Introduction

In multiple sclerosis (MS), magnetic resonance imaging (MRI) allows the requested demonstration of dissemination in time and space [1] and plays an important role in disease monitoring. Even though focal T2-hyperintense lesions represent a characteristic hallmark of MS pathology, T2 lesion load does not correlate with disability [2].

Recently, there has been an increasing interest in “chronic active” MS lesions that are associated with higher disease severity and ongoing tissue destruction as an imaging biomarker of disease progression [3,4,5,6,7,8]. Histopathologically, chronic active lesions are characterised by a self-sustained low degree of chronic inflammation, active myelin breakdown, neurodegeneration, axonal loss, and progressive tissue matrix damage driven by a rim of iron-laden activated microglia/macrophages and reactive astrocytes at the lesion edge [4, 9]. Previous combined MRI/post-mortem studies demonstrated that these pathophysiological conditions can be visualised as hypointense rims on susceptibility-weighted imaging (SWI) [4, 6, 7], termed “iron rim lesions” (IRLs) [6, 10]. While previous studies reported an association between IRLs and brain volumes [6], the relationship between IRLs and spinal cord volumes has not been investigated until now.
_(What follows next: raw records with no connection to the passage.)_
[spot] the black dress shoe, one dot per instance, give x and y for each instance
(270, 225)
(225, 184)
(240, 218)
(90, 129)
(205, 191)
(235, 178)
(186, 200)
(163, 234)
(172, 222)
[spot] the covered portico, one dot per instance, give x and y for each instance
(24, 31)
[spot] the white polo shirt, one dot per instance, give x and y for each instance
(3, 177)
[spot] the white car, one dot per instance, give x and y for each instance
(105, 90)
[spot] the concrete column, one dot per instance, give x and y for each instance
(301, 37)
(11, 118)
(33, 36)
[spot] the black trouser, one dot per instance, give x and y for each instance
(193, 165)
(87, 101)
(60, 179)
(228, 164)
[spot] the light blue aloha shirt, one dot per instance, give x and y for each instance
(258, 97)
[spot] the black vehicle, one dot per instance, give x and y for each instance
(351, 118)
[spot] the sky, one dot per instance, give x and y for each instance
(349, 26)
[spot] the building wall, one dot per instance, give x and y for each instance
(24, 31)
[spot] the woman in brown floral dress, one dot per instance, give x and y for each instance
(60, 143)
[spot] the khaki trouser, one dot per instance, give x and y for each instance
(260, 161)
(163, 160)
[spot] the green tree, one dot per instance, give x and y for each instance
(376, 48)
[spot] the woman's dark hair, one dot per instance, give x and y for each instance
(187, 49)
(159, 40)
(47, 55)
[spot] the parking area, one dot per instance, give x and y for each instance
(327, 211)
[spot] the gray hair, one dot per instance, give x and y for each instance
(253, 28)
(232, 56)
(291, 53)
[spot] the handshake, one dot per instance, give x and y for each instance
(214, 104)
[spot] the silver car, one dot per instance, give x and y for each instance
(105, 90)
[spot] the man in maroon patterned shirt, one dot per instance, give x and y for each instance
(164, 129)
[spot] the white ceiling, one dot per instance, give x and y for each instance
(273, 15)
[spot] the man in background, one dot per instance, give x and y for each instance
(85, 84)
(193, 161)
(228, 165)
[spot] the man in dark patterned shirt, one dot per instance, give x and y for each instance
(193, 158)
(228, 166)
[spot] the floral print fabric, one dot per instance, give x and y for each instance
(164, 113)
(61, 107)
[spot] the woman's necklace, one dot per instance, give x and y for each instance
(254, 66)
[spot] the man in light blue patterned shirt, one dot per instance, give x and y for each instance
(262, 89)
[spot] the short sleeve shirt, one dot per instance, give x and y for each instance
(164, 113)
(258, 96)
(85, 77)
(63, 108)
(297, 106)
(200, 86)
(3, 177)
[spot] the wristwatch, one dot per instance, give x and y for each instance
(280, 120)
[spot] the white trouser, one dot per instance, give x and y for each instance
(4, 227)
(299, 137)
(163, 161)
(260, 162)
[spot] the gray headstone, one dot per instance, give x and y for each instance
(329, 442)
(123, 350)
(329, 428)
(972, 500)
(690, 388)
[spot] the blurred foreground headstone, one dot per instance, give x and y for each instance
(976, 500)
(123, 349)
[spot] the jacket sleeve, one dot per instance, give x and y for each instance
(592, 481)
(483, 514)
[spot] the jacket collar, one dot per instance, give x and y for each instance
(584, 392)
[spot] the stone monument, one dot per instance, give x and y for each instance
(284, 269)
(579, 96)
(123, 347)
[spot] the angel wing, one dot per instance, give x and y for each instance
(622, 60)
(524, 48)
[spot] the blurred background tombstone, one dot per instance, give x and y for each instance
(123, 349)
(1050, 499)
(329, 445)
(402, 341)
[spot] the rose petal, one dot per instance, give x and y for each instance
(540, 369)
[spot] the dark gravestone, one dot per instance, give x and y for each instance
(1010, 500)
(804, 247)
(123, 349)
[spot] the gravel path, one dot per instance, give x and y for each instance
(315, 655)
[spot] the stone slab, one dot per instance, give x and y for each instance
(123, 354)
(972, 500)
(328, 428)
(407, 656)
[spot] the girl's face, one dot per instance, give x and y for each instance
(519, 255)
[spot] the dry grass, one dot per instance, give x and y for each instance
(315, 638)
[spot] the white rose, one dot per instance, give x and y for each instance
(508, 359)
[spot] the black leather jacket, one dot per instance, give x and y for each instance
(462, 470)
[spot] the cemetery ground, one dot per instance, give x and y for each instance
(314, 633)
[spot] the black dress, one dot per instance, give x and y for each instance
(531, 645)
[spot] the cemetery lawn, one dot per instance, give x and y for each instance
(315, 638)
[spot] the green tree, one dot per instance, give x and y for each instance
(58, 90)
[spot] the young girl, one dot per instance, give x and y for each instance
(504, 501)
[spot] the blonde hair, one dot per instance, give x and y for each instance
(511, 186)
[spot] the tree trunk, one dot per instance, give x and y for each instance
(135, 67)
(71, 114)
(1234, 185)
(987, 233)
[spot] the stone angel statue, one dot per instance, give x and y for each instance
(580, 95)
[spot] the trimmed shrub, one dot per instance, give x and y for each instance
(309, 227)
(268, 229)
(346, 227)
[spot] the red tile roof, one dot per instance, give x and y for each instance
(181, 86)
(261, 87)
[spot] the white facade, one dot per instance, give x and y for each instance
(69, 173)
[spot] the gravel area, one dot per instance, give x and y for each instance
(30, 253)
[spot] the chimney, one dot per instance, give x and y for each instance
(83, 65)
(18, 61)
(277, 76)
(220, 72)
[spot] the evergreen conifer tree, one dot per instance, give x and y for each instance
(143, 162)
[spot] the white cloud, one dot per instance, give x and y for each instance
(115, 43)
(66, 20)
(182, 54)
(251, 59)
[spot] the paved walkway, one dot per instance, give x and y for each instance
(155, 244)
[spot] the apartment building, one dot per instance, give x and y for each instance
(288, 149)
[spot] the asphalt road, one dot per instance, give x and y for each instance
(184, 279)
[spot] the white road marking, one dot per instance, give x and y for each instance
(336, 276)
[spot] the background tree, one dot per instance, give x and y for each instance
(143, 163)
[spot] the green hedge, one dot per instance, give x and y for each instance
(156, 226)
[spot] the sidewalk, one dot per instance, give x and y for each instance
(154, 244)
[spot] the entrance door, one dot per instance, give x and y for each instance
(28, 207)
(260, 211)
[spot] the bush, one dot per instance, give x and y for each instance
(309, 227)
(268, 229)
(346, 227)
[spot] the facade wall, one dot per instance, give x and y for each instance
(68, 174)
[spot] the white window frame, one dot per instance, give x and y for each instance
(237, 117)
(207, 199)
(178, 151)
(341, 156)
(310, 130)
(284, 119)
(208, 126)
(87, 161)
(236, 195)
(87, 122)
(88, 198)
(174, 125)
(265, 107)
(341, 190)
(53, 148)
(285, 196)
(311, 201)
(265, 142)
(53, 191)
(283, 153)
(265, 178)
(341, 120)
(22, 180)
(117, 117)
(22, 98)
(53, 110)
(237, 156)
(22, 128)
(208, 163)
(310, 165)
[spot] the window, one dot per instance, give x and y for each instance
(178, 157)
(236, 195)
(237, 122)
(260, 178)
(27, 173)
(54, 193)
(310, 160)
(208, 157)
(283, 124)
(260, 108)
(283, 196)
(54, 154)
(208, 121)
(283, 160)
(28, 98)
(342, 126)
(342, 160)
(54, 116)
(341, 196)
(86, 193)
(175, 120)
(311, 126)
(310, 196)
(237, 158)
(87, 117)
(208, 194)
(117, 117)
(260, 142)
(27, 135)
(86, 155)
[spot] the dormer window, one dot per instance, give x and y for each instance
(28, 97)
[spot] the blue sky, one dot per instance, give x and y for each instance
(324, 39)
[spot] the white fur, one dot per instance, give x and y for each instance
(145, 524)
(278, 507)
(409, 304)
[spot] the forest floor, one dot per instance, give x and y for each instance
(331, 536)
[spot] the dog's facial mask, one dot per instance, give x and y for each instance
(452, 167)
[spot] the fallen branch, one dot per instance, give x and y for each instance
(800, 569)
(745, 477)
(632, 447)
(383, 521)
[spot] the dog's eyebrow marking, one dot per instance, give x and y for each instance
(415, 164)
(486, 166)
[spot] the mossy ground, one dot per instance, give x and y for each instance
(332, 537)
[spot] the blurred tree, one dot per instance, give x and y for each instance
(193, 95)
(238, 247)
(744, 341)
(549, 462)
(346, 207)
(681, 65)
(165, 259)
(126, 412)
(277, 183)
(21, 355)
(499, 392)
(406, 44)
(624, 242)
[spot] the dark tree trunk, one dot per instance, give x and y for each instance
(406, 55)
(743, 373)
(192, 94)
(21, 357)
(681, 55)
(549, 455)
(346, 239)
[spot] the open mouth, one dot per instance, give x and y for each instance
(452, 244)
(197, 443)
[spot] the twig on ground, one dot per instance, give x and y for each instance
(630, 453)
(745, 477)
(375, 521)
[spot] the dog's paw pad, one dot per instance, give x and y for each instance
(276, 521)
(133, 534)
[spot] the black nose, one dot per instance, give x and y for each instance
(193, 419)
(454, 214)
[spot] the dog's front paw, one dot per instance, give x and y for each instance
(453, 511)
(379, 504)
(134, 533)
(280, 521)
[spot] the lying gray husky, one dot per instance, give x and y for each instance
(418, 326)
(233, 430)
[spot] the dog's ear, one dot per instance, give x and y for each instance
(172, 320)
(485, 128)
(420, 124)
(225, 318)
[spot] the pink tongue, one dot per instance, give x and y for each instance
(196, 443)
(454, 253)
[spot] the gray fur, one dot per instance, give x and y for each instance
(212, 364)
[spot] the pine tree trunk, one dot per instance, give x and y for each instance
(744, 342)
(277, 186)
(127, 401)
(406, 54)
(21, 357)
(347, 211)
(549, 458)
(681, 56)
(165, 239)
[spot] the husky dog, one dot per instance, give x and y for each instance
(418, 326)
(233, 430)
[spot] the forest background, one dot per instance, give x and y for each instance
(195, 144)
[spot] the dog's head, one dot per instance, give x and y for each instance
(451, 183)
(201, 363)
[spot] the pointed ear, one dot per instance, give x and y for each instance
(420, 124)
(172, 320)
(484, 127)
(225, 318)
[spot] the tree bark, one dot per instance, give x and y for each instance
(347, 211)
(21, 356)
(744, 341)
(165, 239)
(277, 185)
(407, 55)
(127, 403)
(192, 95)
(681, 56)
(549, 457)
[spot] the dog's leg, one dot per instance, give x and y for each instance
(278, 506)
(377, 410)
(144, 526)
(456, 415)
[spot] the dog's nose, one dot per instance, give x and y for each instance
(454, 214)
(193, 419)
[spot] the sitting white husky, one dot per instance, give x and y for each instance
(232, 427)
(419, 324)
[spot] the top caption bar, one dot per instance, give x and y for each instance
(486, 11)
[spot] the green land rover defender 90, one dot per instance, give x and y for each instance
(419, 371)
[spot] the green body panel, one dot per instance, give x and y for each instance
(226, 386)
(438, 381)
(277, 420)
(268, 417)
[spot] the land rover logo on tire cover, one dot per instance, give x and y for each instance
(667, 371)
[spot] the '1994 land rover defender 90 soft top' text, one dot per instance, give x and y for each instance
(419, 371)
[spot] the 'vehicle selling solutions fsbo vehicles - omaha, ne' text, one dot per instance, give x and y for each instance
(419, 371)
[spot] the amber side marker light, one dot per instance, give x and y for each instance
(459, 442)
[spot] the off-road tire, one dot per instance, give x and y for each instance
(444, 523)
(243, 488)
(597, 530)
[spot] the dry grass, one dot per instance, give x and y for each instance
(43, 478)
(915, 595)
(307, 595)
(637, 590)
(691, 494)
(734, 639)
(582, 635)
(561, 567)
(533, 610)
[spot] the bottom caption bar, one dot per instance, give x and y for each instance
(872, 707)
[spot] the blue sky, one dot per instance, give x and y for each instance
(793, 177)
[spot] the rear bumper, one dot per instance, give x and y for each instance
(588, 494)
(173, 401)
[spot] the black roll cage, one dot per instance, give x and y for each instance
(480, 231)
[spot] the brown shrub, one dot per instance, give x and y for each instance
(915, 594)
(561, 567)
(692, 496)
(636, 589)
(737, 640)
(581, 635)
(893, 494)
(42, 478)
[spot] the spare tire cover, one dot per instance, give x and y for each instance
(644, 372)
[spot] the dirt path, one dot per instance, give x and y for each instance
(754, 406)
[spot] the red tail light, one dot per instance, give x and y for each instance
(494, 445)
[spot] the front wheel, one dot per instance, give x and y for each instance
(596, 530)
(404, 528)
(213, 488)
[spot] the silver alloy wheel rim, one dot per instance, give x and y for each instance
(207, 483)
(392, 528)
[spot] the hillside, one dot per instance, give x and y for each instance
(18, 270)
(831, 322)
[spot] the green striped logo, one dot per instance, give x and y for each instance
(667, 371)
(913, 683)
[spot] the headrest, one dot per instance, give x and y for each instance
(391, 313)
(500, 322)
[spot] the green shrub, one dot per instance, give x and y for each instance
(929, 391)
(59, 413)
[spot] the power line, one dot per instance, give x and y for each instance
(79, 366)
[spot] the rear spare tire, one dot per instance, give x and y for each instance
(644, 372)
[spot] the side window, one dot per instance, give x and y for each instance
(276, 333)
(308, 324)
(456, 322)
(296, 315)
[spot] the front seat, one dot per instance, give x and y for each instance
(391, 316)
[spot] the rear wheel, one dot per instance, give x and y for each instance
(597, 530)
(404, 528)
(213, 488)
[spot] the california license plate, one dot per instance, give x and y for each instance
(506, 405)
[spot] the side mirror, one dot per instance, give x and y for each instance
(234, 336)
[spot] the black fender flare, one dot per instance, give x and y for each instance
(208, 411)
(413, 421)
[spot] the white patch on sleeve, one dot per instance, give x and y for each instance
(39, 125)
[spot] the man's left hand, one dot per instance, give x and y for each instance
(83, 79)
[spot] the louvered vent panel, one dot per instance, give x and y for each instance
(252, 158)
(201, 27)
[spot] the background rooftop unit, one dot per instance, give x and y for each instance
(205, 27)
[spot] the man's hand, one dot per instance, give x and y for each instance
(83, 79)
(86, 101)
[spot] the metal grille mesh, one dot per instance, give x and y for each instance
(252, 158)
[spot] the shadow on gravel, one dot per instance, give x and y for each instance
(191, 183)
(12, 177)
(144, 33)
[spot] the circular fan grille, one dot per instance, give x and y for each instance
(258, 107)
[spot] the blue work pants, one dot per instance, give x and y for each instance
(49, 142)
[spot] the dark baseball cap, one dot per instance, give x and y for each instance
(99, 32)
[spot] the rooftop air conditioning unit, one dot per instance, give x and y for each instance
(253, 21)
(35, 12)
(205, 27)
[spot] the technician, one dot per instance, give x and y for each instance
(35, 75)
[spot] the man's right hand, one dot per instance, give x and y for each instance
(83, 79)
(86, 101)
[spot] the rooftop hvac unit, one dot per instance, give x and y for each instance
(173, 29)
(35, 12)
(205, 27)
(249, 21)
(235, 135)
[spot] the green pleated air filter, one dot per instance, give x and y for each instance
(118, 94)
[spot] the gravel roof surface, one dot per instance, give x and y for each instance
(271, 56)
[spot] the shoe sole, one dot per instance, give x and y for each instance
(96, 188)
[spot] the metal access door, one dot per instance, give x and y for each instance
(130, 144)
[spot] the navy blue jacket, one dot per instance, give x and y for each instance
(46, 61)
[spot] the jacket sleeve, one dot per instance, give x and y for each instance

As part of the central nervous system, the spinal cord represents an eloquent site of MS pathology and 80–90% patients show focal lesions and tissue abnormalities on spinal cord MRI [11]. Previous MRI studies demonstrated the association of spinal cord atrophy and disability [12,13,14,15,16]. Spinal cord atrophy is routinely measured as the cross-sectional area (CSA) at high cervical levels that provide reproducible results and are least affected by movements artefacts [11, 17].

The aims of this study were (i) to characterise differences of brain and spinal cord MRI readouts and (ii) to investigate the 1-year progression of brain and spinal cord atrophy in MS patients with IRLs compared to patients without those lesions. We hypothesise that IRLs correlate with clinical disability and MRI markers, in particular brain and cervical cord volume.

Materials and methods

Patients

Cross-sectional investigation

We retrospectively screened our database to identify patients diagnosed with relapsing MS according to the 2010 diagnostic criteria [1] fulfilling the following inclusion criteria (Fig. 1): (i) 18–65 years of age; (ii) a 3-T brain and spinal cord MRI dataset acquired in a single session including a 3D magnetization-prepared rapid acquisition gradient-echo (MPRAGE) sequence (brain) covering the upper portion of the cervical spinal cord (C1/2), a 3D fluid-attenuated inversion recovery (FLAIR) dataset (brain), SWI (brain), and sagittal T2-weighted cervical spinal cord images; (iii) no clinical relapse, no disability progression for at least 6 months; (iv) existing disease-modifying therapy (DMT) or without DMT for at least 6 months, (v) no use of corticosteroids 6 months prior; and (vi) no acute contrast-enhancing lesions (brain and spinal cord MRI). Exclusion criteria were presence of neurological conditions other than MS, cardiovascular or respiratory disease, history of brain/spinal cord trauma, severe cord compression, and missing or unsatisfactory MRI data. On the day of the MRI examinations, all patients underwent a comprehensive clinical assessment including the Expanded Disability Status Scale (EDSS) by trained neurologists.

Fig. 1
figure 1

Flowchart summarising how patients were selected for the study. Abbreviations: DMT, disease-modifying therapy; MS, multiple sclerosis; SWI, susceptibility-weighted imaging

Longitudinal investigation

For all patients included in the cross-sectional study, we screened if patients were eligible for a longitudinal follow-up substudy. To be included in the longitudinal study, patients had to fulfil the following inclusion criteria (Fig. 1): a second MRI acquired after 12 months follow-up on the same 3-T MRI system using identical imaging parameters, absence of acute contrast-enhancing or new T2-hyperintense lesions, no clinical relapse, and no use of corticosteroids and no change of DMT (in case patients were on DMT at baseline) or initiation of DMT (in case patients were without DMT) during the follow-up period. Confirmed disability accumulation was defined as disability increase from study baseline, measured by EDSS (increase of ≥ 1.0 points if baseline EDSS was ≤ 5.5 or an increase ≥ 0.5 for baseline EDSS > 5.5) [18]. Definition of converting to secondary progressive MS (SPMS) consisted a baseline EDSS ≥ 4.0 and an increase ≥ 1.0 points in patients with EDSS ≤ 5.5 or an increase ≥ 0.5 in patients with EDSS ≥ 6.0 [19].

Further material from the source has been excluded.